Während die Variabilität unter allen Bedingungen ähnlich war, führte die Rückenlage bei den Astronautinnen und Astronauten vor dem Flug und in der Messung direkt nach ihrer Rückkehr zu signifikant höheren Zuwächsen (Zielentfernung/empfundene Reisedistanz) als die sitzende Haltung.
Es wurde kein Unterschied zwischen den Leistungen der Astronautinnen und Astronauten auf der Erde und an Bord der ISS festgestellt, was darauf hindeutet, dass die Beurteilung der zurückgelegten Entfernung durch die Langzeitexposition in der ISS weitgehend unbeeinflusst blieb. Darüber hinaus stellten die Forschenden keine Unterschiede zwischen den weiblichen und männlichen Teilnehmenden fest.

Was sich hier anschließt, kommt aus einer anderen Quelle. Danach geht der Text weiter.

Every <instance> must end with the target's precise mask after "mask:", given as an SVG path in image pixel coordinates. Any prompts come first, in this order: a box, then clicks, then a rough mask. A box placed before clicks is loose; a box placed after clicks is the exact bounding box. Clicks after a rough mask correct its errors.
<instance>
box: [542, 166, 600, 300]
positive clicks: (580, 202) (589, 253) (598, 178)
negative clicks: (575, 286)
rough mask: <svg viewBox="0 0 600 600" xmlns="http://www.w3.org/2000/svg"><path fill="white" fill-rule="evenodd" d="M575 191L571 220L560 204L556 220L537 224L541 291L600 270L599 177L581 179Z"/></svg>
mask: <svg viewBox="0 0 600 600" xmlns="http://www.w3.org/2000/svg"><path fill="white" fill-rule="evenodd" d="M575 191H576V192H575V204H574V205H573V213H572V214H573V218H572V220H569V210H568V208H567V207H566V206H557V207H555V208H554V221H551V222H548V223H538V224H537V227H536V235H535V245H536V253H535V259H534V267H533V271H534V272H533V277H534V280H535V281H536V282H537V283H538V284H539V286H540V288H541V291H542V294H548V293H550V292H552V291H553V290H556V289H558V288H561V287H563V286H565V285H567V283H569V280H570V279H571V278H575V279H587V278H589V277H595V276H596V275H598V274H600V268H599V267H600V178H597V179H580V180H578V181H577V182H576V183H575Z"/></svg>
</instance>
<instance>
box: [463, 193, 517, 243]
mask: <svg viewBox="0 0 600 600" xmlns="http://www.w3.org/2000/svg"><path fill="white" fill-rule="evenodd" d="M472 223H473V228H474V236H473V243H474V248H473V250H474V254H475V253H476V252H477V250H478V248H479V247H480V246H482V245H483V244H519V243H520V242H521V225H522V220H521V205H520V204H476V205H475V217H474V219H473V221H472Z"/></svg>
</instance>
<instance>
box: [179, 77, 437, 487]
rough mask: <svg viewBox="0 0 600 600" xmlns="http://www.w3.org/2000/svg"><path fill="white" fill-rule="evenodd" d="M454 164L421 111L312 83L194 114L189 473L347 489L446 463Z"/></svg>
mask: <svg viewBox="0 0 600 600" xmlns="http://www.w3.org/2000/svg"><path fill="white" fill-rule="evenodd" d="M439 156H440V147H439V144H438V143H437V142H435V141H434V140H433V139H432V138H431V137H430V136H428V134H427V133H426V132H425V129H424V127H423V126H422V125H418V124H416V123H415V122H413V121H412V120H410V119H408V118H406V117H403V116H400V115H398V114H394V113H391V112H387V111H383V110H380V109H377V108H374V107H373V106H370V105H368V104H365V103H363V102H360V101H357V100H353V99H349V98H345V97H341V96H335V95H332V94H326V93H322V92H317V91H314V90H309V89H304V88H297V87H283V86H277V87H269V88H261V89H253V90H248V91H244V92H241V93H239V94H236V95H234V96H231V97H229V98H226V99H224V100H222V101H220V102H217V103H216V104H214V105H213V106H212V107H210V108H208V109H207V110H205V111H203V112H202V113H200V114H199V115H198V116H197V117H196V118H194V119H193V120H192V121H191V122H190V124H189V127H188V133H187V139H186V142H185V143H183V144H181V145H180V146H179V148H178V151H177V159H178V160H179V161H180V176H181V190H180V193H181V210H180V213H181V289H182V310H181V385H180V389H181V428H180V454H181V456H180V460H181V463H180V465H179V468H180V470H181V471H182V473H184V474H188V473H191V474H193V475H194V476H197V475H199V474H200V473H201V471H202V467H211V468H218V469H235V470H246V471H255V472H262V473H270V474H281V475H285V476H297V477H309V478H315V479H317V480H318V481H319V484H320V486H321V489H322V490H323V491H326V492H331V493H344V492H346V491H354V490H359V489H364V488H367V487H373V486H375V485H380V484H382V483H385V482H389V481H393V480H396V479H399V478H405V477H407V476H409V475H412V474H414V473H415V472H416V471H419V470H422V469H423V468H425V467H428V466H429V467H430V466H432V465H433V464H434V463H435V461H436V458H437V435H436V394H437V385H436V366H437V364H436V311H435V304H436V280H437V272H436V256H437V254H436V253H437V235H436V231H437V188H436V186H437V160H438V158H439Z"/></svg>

Die aktuelle Studie ist die erste von drei Studien, die zum Thema veröffentlicht wurde. Bury unterstützt das Forschungsteam (Björn Jörges, Meaghan Mc Manus, Ambika Bansal, Robert S. Allison, Michael Jenkin, Laurence R. Harris) auch weiterhin. Ziel der Forschenden bleibt, dass die Ergebnisse Einblicke in die Komplexität der Wahrnehmung  bieten, was u.a. zu Auswirkungen auf die Planung zukünftiger Raumfahrtmissionen haben könnte.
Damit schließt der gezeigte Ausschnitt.